Nearly 100 people, including 60 state troopers from as far away as Exeter, conservation officers, and volunteers from search-and-rescue organizations, spent the day on line searches, painstakingly looking for any clue that would shed new light on the disappearance of Maura Murray.
The 22-year-old nursing student has not been seen since she had a minor accident with her father's car on Route 112 near the Weathered Barn. Murray disappeared minutes before Haverhill police responded that evening to a call about the accident.
Investigators have not had any breaks in the case since that cold night in February.
This was the fourth search of the area, and teams yesterday spread out to cover a mile radius of the accident.
The first searches were conducted while there was snow on the ground, and teams found no tracks leading from the road into the woods or nearby Wild Ammonoosuc River.
Throughout yesterday, state police detectives could be seen removing materials from areas along the road.
"We've located several items, but there is nothing conclusive related to Maura or our investigation," said Fish and Game Lt. Todd Bogardus. "Nothing out of the ordinary, nothing to raise eyebrows."

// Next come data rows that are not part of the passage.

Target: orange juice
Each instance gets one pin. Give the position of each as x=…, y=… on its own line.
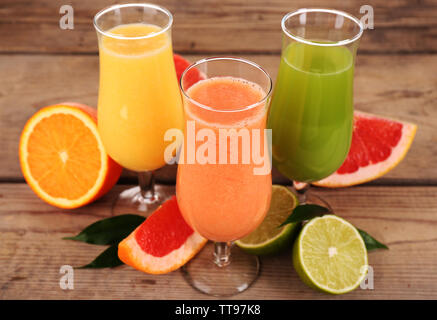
x=223, y=202
x=139, y=97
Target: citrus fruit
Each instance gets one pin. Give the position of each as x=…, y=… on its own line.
x=162, y=243
x=378, y=145
x=62, y=157
x=268, y=238
x=192, y=76
x=329, y=255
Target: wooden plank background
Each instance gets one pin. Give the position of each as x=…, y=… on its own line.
x=211, y=26
x=31, y=232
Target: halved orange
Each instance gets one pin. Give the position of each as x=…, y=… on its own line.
x=162, y=243
x=378, y=145
x=62, y=156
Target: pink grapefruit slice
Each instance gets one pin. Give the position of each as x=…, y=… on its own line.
x=162, y=243
x=378, y=145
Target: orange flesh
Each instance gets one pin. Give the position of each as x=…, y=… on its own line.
x=62, y=151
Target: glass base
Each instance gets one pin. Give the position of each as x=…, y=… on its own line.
x=203, y=274
x=131, y=201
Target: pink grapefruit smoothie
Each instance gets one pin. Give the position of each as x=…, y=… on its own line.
x=224, y=202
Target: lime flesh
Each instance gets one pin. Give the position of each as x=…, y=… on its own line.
x=268, y=238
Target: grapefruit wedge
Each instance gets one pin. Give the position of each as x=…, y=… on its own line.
x=378, y=145
x=62, y=156
x=162, y=243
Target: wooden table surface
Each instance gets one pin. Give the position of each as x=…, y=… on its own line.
x=396, y=75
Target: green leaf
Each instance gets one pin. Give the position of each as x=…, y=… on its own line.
x=370, y=242
x=107, y=259
x=110, y=230
x=305, y=212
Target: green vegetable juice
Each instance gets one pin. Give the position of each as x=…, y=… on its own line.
x=311, y=115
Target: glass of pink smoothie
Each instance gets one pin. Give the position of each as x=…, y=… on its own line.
x=223, y=187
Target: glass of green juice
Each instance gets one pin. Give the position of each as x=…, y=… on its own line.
x=311, y=111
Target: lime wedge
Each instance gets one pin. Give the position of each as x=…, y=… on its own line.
x=329, y=255
x=268, y=238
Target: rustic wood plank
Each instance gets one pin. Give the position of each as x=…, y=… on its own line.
x=397, y=85
x=31, y=250
x=242, y=26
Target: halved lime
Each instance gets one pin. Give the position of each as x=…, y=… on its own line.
x=329, y=255
x=268, y=238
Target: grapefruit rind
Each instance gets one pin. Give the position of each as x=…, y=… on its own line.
x=89, y=121
x=131, y=254
x=376, y=170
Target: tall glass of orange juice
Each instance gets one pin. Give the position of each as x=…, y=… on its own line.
x=223, y=189
x=139, y=96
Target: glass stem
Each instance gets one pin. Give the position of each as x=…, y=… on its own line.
x=301, y=189
x=146, y=181
x=222, y=253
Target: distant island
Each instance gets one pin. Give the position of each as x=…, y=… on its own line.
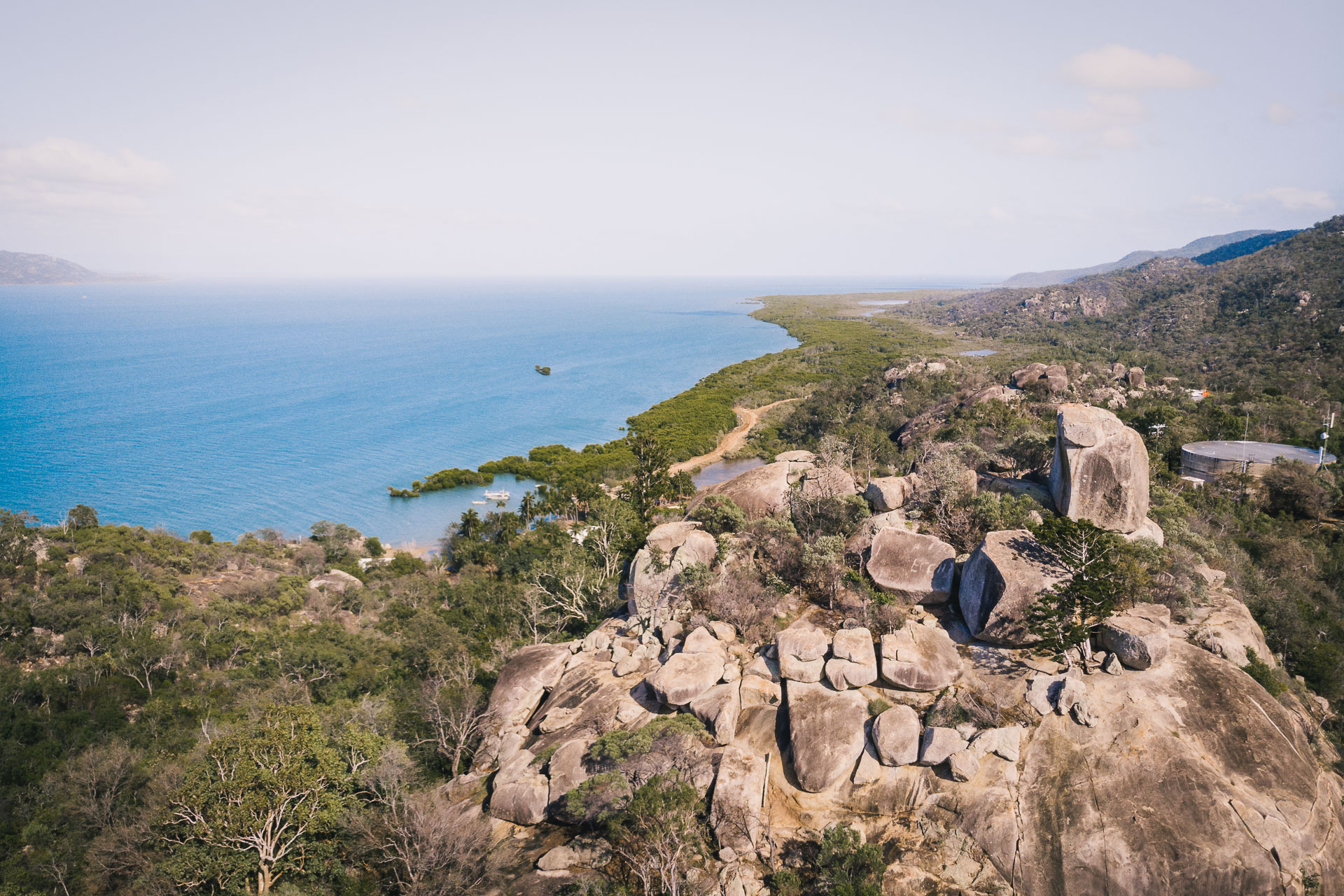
x=22, y=269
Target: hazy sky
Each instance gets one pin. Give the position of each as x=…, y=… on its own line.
x=898, y=139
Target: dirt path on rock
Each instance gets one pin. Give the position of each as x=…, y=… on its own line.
x=748, y=416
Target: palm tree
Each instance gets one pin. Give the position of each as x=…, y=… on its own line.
x=470, y=523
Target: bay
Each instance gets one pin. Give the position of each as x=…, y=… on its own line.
x=233, y=406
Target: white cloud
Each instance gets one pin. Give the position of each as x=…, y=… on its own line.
x=1294, y=199
x=1117, y=67
x=1034, y=146
x=1280, y=113
x=58, y=175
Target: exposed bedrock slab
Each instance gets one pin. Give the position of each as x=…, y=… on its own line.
x=825, y=731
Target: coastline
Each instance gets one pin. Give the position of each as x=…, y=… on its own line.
x=838, y=335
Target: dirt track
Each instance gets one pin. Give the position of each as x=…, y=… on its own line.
x=748, y=416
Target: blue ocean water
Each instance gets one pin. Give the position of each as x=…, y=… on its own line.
x=234, y=406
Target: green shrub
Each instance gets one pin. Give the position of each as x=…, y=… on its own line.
x=1264, y=673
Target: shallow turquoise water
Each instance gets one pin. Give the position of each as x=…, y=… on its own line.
x=235, y=406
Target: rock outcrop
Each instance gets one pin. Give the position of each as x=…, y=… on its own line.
x=890, y=492
x=916, y=567
x=1004, y=577
x=895, y=735
x=869, y=528
x=1140, y=643
x=1100, y=470
x=854, y=663
x=825, y=732
x=803, y=652
x=762, y=491
x=685, y=678
x=656, y=567
x=828, y=482
x=920, y=657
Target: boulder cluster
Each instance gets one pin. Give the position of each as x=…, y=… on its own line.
x=937, y=734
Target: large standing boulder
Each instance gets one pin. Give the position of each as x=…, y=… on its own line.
x=854, y=663
x=920, y=657
x=803, y=652
x=1100, y=470
x=762, y=491
x=917, y=567
x=889, y=492
x=1139, y=643
x=1004, y=577
x=685, y=678
x=895, y=735
x=827, y=734
x=656, y=567
x=869, y=528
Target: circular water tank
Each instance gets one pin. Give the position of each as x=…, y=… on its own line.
x=1214, y=458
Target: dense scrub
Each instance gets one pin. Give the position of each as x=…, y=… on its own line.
x=136, y=665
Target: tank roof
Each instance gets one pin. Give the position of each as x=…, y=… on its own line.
x=1254, y=451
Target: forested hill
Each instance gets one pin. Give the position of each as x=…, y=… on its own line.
x=22, y=269
x=1270, y=320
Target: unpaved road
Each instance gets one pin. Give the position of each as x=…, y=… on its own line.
x=748, y=416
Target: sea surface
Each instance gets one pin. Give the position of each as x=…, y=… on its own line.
x=237, y=406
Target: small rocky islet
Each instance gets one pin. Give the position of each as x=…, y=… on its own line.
x=1149, y=763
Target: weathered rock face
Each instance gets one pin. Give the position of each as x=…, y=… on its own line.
x=862, y=539
x=760, y=492
x=828, y=482
x=685, y=678
x=1139, y=643
x=1006, y=575
x=524, y=680
x=1236, y=804
x=854, y=663
x=917, y=567
x=802, y=653
x=920, y=657
x=1226, y=629
x=1030, y=374
x=1100, y=470
x=889, y=492
x=718, y=708
x=679, y=546
x=936, y=745
x=521, y=793
x=825, y=731
x=1148, y=530
x=895, y=735
x=736, y=813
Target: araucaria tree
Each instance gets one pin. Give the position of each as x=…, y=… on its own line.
x=651, y=482
x=258, y=802
x=1066, y=614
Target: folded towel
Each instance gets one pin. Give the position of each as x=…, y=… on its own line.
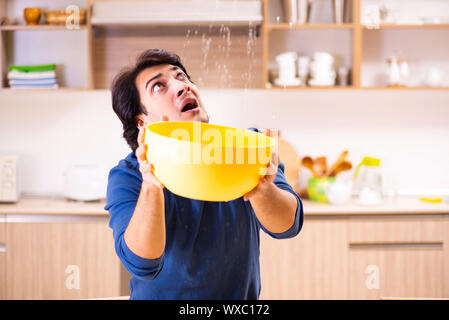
x=31, y=75
x=31, y=82
x=38, y=68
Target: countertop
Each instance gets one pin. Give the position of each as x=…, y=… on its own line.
x=398, y=205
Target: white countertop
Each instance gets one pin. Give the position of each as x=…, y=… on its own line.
x=399, y=205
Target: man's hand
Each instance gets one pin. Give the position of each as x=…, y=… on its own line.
x=145, y=167
x=265, y=182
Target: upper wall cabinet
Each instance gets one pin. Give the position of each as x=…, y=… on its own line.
x=294, y=44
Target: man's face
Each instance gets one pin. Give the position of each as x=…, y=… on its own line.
x=167, y=93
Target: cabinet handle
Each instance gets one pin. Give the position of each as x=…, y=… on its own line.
x=396, y=245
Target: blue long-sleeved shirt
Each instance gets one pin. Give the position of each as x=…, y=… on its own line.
x=211, y=249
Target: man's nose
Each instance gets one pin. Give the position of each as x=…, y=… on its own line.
x=184, y=88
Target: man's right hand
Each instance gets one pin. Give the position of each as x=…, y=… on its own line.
x=145, y=167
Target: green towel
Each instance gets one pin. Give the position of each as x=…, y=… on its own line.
x=40, y=68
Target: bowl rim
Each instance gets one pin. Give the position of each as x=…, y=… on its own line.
x=271, y=139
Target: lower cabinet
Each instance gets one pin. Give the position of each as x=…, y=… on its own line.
x=310, y=266
x=359, y=257
x=66, y=258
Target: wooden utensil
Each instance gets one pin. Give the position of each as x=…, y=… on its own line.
x=340, y=159
x=343, y=166
x=308, y=163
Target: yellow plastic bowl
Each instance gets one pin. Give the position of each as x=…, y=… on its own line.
x=207, y=162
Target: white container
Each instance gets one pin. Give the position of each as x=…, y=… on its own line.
x=303, y=10
x=85, y=183
x=291, y=11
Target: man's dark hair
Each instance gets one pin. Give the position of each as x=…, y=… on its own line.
x=125, y=96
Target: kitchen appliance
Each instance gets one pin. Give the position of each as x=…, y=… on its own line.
x=85, y=183
x=9, y=191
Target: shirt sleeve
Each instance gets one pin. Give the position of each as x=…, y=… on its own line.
x=281, y=182
x=122, y=194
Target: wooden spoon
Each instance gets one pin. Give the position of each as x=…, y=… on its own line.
x=308, y=163
x=320, y=165
x=340, y=159
x=343, y=166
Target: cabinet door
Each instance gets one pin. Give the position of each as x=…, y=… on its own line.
x=61, y=261
x=2, y=258
x=313, y=265
x=396, y=257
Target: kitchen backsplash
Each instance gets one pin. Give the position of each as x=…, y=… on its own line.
x=408, y=130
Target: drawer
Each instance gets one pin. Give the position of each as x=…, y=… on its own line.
x=420, y=229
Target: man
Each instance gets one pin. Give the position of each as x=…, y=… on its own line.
x=174, y=247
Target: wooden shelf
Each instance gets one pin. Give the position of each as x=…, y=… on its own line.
x=406, y=26
x=287, y=26
x=177, y=24
x=41, y=27
x=311, y=88
x=405, y=88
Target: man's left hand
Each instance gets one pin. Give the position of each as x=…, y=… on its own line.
x=265, y=183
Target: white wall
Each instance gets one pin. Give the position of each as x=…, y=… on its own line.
x=408, y=130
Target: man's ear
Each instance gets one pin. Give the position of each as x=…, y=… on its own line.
x=140, y=120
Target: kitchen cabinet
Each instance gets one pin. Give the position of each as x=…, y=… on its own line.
x=2, y=258
x=313, y=265
x=353, y=252
x=60, y=257
x=217, y=53
x=395, y=257
x=226, y=54
x=364, y=47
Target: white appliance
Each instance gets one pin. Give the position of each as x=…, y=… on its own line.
x=85, y=183
x=9, y=190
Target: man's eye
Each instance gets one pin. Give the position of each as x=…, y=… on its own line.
x=157, y=86
x=181, y=76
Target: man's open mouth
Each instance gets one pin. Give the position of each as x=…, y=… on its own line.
x=189, y=104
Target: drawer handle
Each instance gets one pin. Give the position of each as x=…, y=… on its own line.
x=396, y=245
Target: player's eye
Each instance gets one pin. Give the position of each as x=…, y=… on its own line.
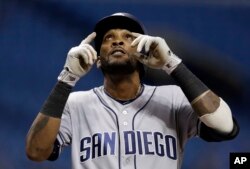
x=129, y=37
x=108, y=37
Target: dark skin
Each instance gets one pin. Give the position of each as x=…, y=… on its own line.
x=122, y=84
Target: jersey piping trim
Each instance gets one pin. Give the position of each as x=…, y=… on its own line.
x=133, y=125
x=117, y=124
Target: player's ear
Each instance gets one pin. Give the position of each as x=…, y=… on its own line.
x=98, y=62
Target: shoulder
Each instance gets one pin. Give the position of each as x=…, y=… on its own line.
x=80, y=95
x=173, y=90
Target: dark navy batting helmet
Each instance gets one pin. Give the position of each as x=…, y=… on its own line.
x=119, y=20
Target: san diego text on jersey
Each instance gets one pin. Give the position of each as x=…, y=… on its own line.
x=136, y=142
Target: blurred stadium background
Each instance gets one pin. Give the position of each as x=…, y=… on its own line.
x=212, y=37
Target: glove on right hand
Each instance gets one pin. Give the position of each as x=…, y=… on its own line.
x=79, y=61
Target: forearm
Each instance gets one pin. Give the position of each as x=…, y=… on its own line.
x=210, y=108
x=43, y=132
x=41, y=137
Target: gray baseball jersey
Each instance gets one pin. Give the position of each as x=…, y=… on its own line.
x=149, y=132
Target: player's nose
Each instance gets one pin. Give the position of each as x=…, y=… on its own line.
x=117, y=43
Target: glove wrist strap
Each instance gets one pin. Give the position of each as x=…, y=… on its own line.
x=173, y=62
x=68, y=77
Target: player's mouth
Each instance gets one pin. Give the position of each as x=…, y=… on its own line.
x=117, y=52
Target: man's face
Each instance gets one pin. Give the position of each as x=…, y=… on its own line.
x=116, y=53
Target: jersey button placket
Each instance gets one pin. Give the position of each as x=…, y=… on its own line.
x=125, y=123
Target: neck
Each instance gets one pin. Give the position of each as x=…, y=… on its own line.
x=124, y=87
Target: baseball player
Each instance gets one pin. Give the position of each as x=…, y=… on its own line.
x=125, y=124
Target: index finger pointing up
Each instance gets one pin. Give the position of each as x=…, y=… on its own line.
x=89, y=38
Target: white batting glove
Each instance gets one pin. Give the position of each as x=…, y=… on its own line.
x=79, y=61
x=159, y=55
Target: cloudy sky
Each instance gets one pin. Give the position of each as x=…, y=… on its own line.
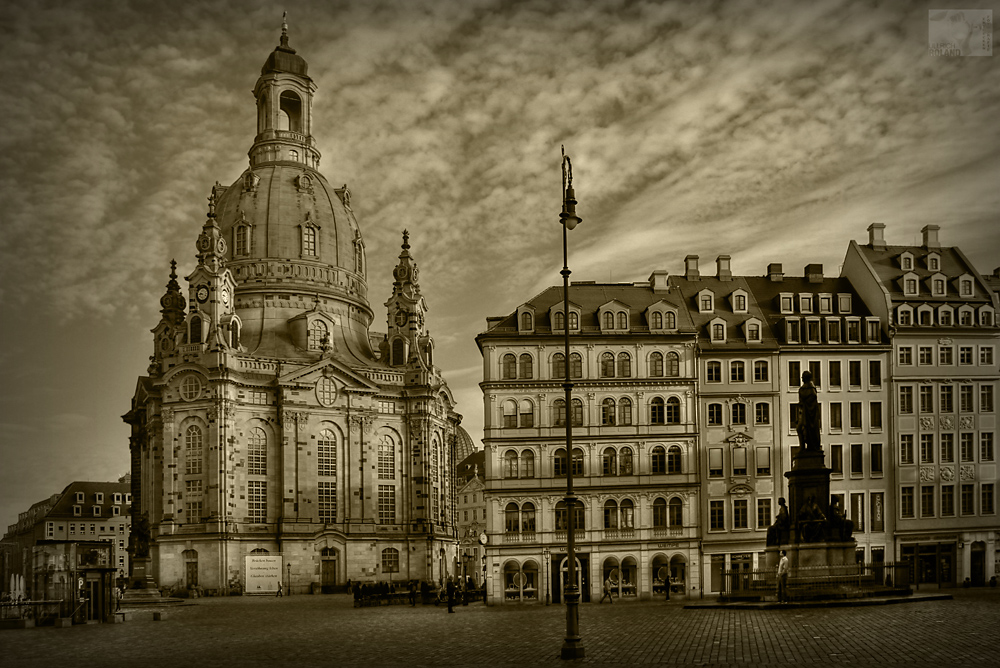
x=771, y=131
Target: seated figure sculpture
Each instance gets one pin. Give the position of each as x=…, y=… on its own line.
x=810, y=521
x=841, y=528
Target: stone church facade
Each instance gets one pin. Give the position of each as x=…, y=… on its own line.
x=271, y=418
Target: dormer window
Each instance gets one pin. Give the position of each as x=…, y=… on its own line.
x=874, y=330
x=793, y=332
x=785, y=302
x=986, y=317
x=717, y=330
x=739, y=301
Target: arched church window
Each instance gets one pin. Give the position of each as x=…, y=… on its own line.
x=242, y=240
x=386, y=458
x=319, y=334
x=257, y=452
x=290, y=111
x=195, y=330
x=308, y=240
x=326, y=391
x=234, y=334
x=193, y=450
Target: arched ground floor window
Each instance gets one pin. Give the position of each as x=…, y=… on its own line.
x=520, y=581
x=624, y=576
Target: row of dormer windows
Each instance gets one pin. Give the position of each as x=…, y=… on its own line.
x=809, y=302
x=522, y=367
x=945, y=355
x=936, y=285
x=944, y=316
x=609, y=320
x=520, y=414
x=831, y=330
x=614, y=461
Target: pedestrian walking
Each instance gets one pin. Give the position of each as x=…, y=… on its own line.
x=607, y=591
x=783, y=578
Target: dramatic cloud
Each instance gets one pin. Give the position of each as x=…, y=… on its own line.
x=771, y=131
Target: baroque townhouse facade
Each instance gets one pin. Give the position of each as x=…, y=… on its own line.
x=82, y=512
x=271, y=419
x=635, y=460
x=739, y=455
x=824, y=327
x=942, y=316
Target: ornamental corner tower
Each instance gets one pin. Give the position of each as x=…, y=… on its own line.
x=272, y=421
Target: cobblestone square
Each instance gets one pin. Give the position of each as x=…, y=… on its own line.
x=327, y=630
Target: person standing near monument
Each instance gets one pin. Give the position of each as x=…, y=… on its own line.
x=783, y=578
x=607, y=591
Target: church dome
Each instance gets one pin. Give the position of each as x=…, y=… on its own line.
x=284, y=223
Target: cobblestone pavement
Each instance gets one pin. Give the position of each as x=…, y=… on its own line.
x=327, y=630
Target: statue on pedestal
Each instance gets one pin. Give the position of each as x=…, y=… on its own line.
x=808, y=423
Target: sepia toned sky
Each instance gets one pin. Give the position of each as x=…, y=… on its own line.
x=771, y=131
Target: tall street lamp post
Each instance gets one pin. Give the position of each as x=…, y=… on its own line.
x=573, y=646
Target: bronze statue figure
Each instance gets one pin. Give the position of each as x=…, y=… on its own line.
x=808, y=423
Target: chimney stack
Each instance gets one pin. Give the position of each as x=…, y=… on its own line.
x=691, y=268
x=658, y=281
x=814, y=273
x=722, y=270
x=876, y=236
x=930, y=236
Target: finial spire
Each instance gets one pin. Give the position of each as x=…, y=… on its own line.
x=284, y=29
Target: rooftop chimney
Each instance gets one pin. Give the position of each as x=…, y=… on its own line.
x=774, y=272
x=658, y=280
x=876, y=236
x=691, y=268
x=930, y=236
x=722, y=270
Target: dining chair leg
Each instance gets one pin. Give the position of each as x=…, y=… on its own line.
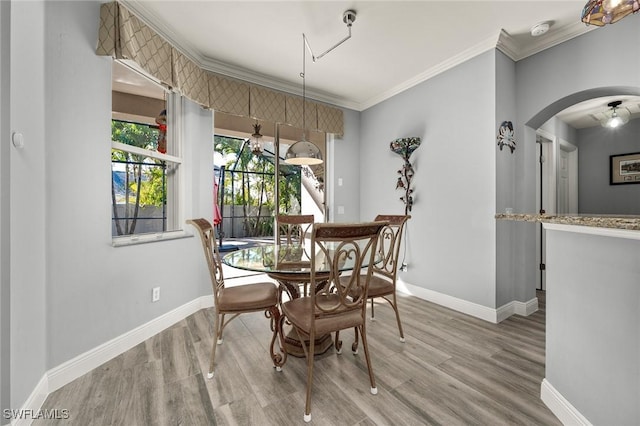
x=276, y=318
x=216, y=334
x=394, y=304
x=374, y=389
x=338, y=343
x=310, y=356
x=373, y=316
x=219, y=329
x=354, y=345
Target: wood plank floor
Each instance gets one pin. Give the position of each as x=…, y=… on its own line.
x=453, y=370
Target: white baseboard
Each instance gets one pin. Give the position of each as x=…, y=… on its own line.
x=35, y=401
x=559, y=406
x=488, y=314
x=518, y=308
x=68, y=371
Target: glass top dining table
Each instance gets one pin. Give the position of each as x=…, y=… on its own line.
x=283, y=262
x=290, y=266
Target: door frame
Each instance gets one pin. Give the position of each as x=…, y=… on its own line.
x=546, y=171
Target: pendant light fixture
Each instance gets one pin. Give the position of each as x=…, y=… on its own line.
x=616, y=116
x=304, y=152
x=256, y=142
x=602, y=12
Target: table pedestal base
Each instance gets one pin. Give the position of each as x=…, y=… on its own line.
x=293, y=346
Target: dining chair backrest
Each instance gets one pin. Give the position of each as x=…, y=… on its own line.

Nor was there any particular reason why the search was conducted yesterday, said state police Lt. John Scarinza.
"There is no real reason," he said. "We have searched this area four times previously; the first ones were conducted when there was 2½ feet of snow on the ground. We have a 90 percent confidence level that she is not in this half-mile radius. We're just trying to eliminate as much as we can."
Bogardus said the items retrieved yesterday are what can typically be found on any roadside this time of the year and what investigators took away might not be related to the case, but they will be checked out.
Authorities are, however, still looking for one item, Scarinza said. Murray's friends said that when they last saw her in February, she was carrying a black backpack.
"There are some items that were in her possession that were not located in her car," Scarinza said. "She had a black backpack, which has not been found. If we could find it, that would be important."
At the site where Murray was last seen, a bright blue ribbon hangs, along with a picture of her and a poster offering a $40,000 reward for information about her whereabouts.
Police won't speculate about what they think might have happened to Murray, but Scarinza said there has been no banking activity on her accounts. The few leads that have come in over the past five months have not yielded any answers. Just last week, Scarinza said, two Rochester women called investigators, after they saw an article and picture in The Union Leader, to say they had been out at a bar there and saw a woman who looked like Murray.
"That hasn't panned out," Scarinza said.
Investigators have outlined what Murray did in the last few days before she went missing.
They know that:
Four days before her disappearance, she received a phone call at work that left her so distraught, she was walked back to her dorm at the University of Massachusetts/Amherst by a supervisor.
Two days before the accident, she crashed her father's new car into guardrails along a road in Hanson, Mass.
By the morning of Feb. 9, she had packed up all her belongings in boxes and left a note for her boyfriend.
She went on the Internet to look up driving directions to Burlington, Vt., and withdrew most of the money from her bank account.
She sent an e-mail to her work supervisor and a professor saying she would be absent from school for a week due to a death in the family. Scarinza said there was no death in her family.
"The next certainty is the accident, and what happened after that is unknown," he said. There is no evidence that foul play was a factor, he said.
Investigators have spent "thousands of hours" trying to find Murray.